You can't help but giggle at that question, but it's not an invalid one. And somehow, the combination of haunting images and wackadoo Herzogian narration works. Cave of Forgotten Dreams is compelling, sometimes in a hypnotic, sleepy-bye way. When I first saw it last fall in Toronto, some of my movie-exhausted colleagues confessed that they'd dozed off, just a little, while watching it. That wasn't necessarily a damnation of the film. For one thing the score, by Dutch cellist Ernst Reijseger, has the sonorousness of a mama beast lowing for her young. Herzog's voice is another kind of otherworldly effect: With its precise consonants and slow-creeping vowels, it sounds as if it could belong to a mysterious undersea creature just blinking itself awake from a long slumber.

Cave of Forgotten Dreams also includes interviews with various archeological history types who elucidate details about the strange treasures found in these caves and others like them: One tootles the Star Spangled Banner on a slender flute he modeled after similar prehistoric instruments. Others expound on the significance of pot-bellied fertility figures.

But the big question, of course, is what does Herzog bring to the already overladen 3-D table? Cave of Forgotten Dreams gets a little too talky in places, particularly given the stark beauty of its visuals: They're simple, effective, and as vital as a heartbeat.

Herzog uses 3-D to feel his way across the landscape around the cave. His cameras creep along the riverbanks nearby and soar straight into the blue sky. But it's inside the cave that the greatest wonders are to found. We get a sense of how these early artists, with rock as their canvas, used the contours of that surface to add dimension and movement to their drawings. We see a pride of lion, with square jaws and mournful eyes, marching nobly across one surface; a few rhino charge across the expanse of another, horns held aloft. (It's noteworthy that the drawings inside Chauvet Cave weren't done all at once; some may have been produced thousands of years apart.)

There are other decorations around these figures, also part of the life of the cave: Cave-bear skulls litter the floor here and there; there are stalagmites and -tites that look like maple-sugar candy or sparkly Silly Sand, glittering with crystals that gently catch the light. Herzog's camera captures it all, in a way that mingles science and a sense of wonder as if they were interchangeable -- because sometimes they are.
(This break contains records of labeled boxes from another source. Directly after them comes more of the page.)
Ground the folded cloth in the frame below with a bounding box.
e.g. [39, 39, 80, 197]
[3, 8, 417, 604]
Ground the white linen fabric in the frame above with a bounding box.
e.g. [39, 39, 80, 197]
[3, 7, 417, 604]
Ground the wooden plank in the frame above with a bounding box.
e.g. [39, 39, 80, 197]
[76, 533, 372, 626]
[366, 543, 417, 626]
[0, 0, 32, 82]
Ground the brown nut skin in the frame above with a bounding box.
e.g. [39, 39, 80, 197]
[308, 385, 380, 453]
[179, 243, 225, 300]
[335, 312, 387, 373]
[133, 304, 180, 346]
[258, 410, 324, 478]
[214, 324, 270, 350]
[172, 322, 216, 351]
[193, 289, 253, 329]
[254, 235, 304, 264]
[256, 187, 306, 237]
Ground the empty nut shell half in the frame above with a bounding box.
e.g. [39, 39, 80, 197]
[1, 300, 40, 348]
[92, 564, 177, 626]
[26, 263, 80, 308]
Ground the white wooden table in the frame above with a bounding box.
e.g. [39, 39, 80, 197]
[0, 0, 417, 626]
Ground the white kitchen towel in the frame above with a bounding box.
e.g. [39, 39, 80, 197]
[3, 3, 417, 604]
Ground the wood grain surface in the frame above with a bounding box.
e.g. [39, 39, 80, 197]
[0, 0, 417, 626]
In the director's statement included in the movie's press materials, Herzog speaks of seeing in a shop window, at age 12, a book about the cave paintings at Lascaux. He was so excited by the book that he saved up more than six months to buy it. Herzog dots Cave of Forgotten Dreams with deep observations ("What constitutes humanness?") and odd little interludes: The movie's coda is a bizarre report on a group of mutant albino crocodiles who live near Chauvet Cave in a body of water warmed unnaturally by the cooling system of a nearby power plant. He spins a fairy tale about the possibility of the crocodiles making their way to the gaze at these wondrous drawings. This image is whimsical, poetic, highly unlikely. But more than that, there's no way those crocodiles could possibly enjoy these half purely naturalistic, half mystical drawings more than the mysterious undersea creature Herzog does.